Arthur respirou fundo.
— “Eu precisei ir, Isa. Mas nunca quis sumir de você.”
— “Então por que sumiu?”
Ele hesitou. E então falou:
— “Meu pai adoeceu. Gravemente. Minha família me levou pra outra cidade. Longe. Eu não tinha escolha. E depois… depois eu achei que te fazer esperar por algo incerto seria ainda mais cruel.”
— “Você podia ter mandado uma mensagem.”
— “E o que eu diria? ‘Espere por mim’? Não achei justo.”
— “Não era justo decidir por mim, Arthur.” — minha voz tremeu. — “Você me arrancou a chance de lutar. De te consolar. De te odiar com motivos.”
Ele se aproximou. Devagar. Os olhos brilhando com um arrependimento real.
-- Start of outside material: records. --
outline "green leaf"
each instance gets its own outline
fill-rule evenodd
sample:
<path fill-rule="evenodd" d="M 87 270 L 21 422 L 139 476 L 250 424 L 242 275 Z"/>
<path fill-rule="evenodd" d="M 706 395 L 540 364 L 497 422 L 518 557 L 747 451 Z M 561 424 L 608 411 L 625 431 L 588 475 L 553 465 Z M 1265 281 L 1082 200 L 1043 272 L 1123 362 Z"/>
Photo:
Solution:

— “Eu pensei em você todos os dias, Isa. Mas sempre achei que já teria me esquecido. Que seguiria em frente. Eu tentei seguir também. Mas… nada preencheu o espaço que você deixou.”
A dor no meu peito virou nó.
— “E agora? Voltou pra quê? Quer consertar? Achar que pode recomeçar de onde parou?”
— “Não. Sei que o tempo não volta. Só queria… a chance de te olhar nos olhos. E pedir perdão.”
Arthur estendeu a mão.
— “Não por ter ido… mas por não ter deixado você ir junto.”
Minhas lágrimas vieram sem permissão. Eu odiava chorar na frente dele. Odiava parecer fraca. Mas doeu. Ainda doía.
Sentei na beira da cama.
— “Você me deixou tão quebrada, Arthur. Eu entrei num buraco tão fundo que achei que nunca mais sairia. E justo quando a luz começou a aparecer, você volta.”
Ele ajoelhou diante de mim. Como alguém que ora. Como alguém que implora.
— “Eu não vim pedir pra voltar. Vim dizer que nunca fui embora de verdade. E… se você me odiar, eu aceito. Mas precisava que soubesse que eu nunca te esqueci.”
O silêncio que veio depois foi diferente do de três anos atrás.
Foi um silêncio cheio de lembranças. De amor guardado. De feridas mal curadas.
Arthur se levantou devagar.
— “Se algum dia você quiser conversar… estou aqui.” — disse, antes de abrir a porta.
Antes que ele saísse, falei:
— “Você ainda gosta de chá de hortelã com mel?”
Ele parou. Sorriu de lado. Aquele mesmo sorriso de antes.
— “É o único chá que gosto.”
Fechei os olhos.
Eu estava tão confusa.
Mas alguma parte minha, bem no fundo, ainda queria ouvir aquele “bom dia” com voz rouca. A parte que ainda sorria quando lembrava dele rindo. A parte que nunca foi embora quando ele foi.
E talvez, só talvez… essa história não tivesse acabado ainda.